NEW YORK — You may have to wait until May to see your economic stimulus check, but some retailers already have their sights set on how you will spend it.
Both Kroger Co., one of the country's largest grocers, and department store operator Sears Holdings Corp. are already offering discounts and freebies to consumers who turn the rebate checks into gift cards.
Other retailers like Home Depot Inc. are launching advertising campaigns to helpfully suggest ways to spend those extra dollars.
Many retailers have yet to announce any special promotions and some, like Target Corp., say they aren't planning to. But industry watchers say its likely more companies will announce ad campaigns and special deals as the weeks go by to try to convince shoppers to spend.
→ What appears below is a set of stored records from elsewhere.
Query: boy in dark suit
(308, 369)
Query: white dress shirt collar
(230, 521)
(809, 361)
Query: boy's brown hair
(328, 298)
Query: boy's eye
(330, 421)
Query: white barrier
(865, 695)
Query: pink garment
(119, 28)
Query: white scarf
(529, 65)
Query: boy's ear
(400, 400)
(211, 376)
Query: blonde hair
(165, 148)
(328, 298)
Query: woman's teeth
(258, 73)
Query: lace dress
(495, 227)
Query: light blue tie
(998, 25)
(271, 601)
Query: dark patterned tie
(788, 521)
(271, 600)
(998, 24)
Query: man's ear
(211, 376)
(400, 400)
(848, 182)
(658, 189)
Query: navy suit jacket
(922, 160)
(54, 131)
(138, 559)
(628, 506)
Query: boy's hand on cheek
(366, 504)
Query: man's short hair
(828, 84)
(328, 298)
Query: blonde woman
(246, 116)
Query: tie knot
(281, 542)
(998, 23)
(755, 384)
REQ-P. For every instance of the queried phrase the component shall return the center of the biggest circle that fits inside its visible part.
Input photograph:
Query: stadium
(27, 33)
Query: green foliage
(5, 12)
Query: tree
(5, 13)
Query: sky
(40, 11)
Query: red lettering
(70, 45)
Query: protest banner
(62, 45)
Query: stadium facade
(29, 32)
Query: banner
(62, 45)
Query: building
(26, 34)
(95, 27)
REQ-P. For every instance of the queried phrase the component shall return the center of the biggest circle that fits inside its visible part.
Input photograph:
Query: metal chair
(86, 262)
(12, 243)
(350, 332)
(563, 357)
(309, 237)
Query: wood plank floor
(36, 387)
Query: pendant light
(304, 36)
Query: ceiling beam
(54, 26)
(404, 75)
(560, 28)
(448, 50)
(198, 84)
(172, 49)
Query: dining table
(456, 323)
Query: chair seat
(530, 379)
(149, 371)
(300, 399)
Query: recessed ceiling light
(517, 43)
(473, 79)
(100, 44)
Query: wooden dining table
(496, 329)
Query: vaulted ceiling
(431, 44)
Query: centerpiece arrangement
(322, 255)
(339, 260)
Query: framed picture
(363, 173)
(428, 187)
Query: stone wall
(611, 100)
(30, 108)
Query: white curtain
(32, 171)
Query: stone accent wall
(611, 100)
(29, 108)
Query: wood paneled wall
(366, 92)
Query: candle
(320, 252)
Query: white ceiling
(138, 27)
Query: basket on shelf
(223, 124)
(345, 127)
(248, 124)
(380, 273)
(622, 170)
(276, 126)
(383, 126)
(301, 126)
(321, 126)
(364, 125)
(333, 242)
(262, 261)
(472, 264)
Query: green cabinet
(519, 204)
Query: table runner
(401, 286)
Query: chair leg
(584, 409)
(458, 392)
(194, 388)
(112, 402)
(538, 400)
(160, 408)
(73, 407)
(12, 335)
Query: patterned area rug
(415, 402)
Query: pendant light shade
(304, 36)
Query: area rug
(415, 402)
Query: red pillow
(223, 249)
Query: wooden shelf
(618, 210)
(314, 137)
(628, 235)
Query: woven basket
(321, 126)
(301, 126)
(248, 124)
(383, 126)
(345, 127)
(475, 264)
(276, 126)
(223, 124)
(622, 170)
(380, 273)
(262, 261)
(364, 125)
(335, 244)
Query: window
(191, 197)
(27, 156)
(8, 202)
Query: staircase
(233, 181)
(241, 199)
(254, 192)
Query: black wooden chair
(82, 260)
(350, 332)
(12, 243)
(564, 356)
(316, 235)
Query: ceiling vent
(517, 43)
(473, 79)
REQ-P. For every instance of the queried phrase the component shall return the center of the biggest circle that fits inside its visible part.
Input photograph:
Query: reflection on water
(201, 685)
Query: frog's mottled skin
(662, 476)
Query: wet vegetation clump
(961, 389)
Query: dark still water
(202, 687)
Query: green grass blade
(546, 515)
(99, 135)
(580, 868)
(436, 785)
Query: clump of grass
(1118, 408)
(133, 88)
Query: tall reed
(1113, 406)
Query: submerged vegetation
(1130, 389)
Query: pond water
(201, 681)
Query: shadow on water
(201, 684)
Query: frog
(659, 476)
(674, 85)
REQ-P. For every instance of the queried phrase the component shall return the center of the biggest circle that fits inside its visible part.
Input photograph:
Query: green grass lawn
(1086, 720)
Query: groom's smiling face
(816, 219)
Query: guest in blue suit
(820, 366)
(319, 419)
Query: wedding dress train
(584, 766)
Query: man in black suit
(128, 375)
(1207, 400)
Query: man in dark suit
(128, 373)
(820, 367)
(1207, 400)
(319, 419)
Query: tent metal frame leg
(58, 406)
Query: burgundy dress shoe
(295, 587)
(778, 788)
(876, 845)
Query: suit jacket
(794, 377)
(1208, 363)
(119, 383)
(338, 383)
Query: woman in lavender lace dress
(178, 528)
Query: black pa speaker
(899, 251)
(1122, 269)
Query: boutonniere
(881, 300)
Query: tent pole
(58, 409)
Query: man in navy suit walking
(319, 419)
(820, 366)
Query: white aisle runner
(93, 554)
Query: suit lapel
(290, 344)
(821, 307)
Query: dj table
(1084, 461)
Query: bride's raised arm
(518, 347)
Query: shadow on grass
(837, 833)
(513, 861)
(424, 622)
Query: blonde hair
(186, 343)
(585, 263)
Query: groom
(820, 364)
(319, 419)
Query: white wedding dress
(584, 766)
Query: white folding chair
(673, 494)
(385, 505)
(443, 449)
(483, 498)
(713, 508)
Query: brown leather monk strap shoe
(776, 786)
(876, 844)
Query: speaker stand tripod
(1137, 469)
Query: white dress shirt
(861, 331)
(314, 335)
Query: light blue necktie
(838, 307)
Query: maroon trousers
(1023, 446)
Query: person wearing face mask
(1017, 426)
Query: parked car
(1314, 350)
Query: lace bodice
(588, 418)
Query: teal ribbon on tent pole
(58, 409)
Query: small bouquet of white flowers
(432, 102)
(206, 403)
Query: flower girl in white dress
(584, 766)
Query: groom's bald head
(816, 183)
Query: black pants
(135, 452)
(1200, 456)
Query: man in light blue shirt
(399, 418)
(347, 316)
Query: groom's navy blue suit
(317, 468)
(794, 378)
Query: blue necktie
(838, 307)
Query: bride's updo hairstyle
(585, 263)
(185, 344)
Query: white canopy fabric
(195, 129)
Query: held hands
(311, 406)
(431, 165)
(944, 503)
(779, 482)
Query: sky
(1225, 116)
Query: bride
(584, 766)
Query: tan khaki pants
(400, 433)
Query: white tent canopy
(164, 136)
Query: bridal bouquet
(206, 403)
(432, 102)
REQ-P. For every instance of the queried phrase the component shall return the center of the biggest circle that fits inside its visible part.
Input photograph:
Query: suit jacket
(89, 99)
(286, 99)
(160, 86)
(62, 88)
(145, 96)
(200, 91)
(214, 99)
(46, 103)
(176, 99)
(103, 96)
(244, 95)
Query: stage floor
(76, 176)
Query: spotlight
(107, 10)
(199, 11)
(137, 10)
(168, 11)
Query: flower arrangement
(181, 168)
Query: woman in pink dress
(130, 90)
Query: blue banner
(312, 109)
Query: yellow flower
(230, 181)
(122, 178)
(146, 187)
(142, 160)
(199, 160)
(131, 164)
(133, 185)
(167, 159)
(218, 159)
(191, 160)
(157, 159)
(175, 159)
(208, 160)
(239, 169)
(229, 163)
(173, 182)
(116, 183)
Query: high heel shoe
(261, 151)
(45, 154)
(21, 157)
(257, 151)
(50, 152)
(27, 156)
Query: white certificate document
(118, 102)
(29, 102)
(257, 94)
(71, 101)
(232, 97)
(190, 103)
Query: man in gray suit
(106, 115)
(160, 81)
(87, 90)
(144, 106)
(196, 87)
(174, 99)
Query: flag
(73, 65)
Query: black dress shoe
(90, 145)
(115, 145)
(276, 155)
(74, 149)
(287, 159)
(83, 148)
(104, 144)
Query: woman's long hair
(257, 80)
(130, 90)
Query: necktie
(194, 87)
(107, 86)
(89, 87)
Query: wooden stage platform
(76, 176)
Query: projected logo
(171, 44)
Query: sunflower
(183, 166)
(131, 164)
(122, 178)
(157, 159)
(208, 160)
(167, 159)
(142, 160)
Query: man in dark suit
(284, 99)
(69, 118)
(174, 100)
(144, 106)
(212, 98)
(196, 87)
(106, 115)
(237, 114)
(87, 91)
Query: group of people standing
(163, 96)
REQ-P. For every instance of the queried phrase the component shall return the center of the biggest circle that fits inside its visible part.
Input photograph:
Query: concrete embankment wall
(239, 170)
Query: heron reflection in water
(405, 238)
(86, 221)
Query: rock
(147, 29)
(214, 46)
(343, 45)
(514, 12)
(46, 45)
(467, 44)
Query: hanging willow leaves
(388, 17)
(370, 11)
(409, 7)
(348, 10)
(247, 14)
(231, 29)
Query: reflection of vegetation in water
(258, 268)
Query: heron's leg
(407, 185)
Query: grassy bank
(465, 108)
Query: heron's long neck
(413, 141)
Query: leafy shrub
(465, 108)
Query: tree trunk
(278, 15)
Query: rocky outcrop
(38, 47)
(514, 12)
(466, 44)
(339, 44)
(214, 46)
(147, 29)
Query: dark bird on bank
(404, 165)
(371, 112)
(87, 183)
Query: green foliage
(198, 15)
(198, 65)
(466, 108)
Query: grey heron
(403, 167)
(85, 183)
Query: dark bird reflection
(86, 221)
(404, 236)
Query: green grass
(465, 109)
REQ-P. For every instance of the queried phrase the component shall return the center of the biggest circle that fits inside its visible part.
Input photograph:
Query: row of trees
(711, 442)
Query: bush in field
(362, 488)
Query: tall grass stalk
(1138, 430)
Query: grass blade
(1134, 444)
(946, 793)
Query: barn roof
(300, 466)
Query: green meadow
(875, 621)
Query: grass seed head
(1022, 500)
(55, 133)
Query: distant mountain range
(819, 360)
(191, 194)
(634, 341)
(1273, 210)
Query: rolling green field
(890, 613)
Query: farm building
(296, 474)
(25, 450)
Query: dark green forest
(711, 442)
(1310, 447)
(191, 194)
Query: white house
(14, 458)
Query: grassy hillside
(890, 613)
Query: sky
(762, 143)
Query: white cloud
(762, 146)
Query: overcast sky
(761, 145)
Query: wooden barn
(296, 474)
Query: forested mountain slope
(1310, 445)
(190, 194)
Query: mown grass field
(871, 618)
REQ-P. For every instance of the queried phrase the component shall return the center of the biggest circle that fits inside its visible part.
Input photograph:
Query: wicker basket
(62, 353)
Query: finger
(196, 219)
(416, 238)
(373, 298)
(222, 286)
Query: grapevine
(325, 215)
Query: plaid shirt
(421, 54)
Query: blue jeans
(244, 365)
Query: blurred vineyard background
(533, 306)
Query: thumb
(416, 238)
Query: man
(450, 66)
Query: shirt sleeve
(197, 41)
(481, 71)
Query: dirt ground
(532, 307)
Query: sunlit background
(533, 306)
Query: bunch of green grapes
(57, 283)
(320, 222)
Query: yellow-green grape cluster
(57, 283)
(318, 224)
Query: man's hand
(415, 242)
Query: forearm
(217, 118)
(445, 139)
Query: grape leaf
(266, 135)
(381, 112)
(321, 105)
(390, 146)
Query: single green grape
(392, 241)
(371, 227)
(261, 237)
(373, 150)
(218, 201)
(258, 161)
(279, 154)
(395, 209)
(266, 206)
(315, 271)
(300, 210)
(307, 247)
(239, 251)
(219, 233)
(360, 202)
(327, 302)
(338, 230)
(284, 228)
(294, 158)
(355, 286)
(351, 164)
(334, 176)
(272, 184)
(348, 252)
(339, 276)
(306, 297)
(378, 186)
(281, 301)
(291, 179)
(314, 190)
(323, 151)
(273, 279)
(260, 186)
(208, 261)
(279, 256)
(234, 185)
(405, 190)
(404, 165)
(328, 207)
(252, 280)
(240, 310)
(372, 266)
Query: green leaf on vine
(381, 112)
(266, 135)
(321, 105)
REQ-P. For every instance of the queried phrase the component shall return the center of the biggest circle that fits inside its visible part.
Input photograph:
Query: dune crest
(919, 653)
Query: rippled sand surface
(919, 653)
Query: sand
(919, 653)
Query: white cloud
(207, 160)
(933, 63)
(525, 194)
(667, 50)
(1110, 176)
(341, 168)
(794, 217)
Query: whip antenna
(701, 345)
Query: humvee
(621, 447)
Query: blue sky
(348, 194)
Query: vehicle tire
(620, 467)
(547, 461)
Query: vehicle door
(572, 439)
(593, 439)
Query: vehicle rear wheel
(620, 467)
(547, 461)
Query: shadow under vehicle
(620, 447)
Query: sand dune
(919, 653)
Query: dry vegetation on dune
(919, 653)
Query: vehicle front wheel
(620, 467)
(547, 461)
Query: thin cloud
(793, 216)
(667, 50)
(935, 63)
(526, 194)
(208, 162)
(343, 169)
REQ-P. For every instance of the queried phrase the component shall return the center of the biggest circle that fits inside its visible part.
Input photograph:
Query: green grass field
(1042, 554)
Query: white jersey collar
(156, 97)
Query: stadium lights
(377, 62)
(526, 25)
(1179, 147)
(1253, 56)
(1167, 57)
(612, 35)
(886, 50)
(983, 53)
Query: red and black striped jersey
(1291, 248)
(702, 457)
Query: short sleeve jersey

"Certainly it does seem like retailers are planning for a battle on where to spend that check," said Chris Donnelly, a partner in the retail practice at consulting group Accenture. "We're going to see a lot of competition from a promotional standpoint among retailers really trying to lay claim to that."
The checks, set to arrive in mailboxes and bank accounts beginning next month, are part of an $168 billion economic stimulus plan passed by Congress. Under the plan, individuals who have filed their tax returns for the year can receive up to $600 and families can get up to $1,200.
The checks are meant to provide a cash cushion for strapped consumers, as well as a cash infusion for retailers struggling to grow sales in a weak economy where shoppers are increasingly cutting back.
Retailers who cater to consumers' needs rather than wants may see the most benefit, said Morningstar analyst Mitchell Corwin.
"It's your grocery bill, it's your electric bill, it's your fuel bill," Corwin said. "Just for everyday type purchases, consumers are facing higher prices today than they ever have."
If consumers use the checks to buy the necessities, that could be great news for Kroger. The company said Wednesday they will offer shoppers free groceries through a gift card program. It works like this: if a customer turns his $300 tax refund or economic stimulus check for a Kroger gift card, he will receive an additional $30 on the new card. A $600 check would garner another $60 dollars and a $1,200 check would warrant another $120 to spend in groceries.
"Consumers are stretched, we recognize that with the economy," said Kroger Chief Operating Officer Don McGeorge.
Sears, meanwhile, said Tuesday it will offer a 10 percent bonus to anyone who converts their check into a Sears or Kmart gift card.
"I do think you're going to see a lot of retailers that focus on necessities follow suit," National Retail Federation spokesman Scott Krugman said.
It won't be the first time retailers have nudged consumers to spend their economic stimulus checks. In 2001, when consumers received smaller tax rebate checks to stimulate the economy, Krugman said retailers allowed consumers to cash the checks in stores.
Some also coordinated marketing campaigns around the program. Online travel company Expedia Inc., for example, launched a campaign called "The Great Tax Rebate Vacation."
But Krugman said "what we're seeing at Kroger and Sears definitely raises the bar."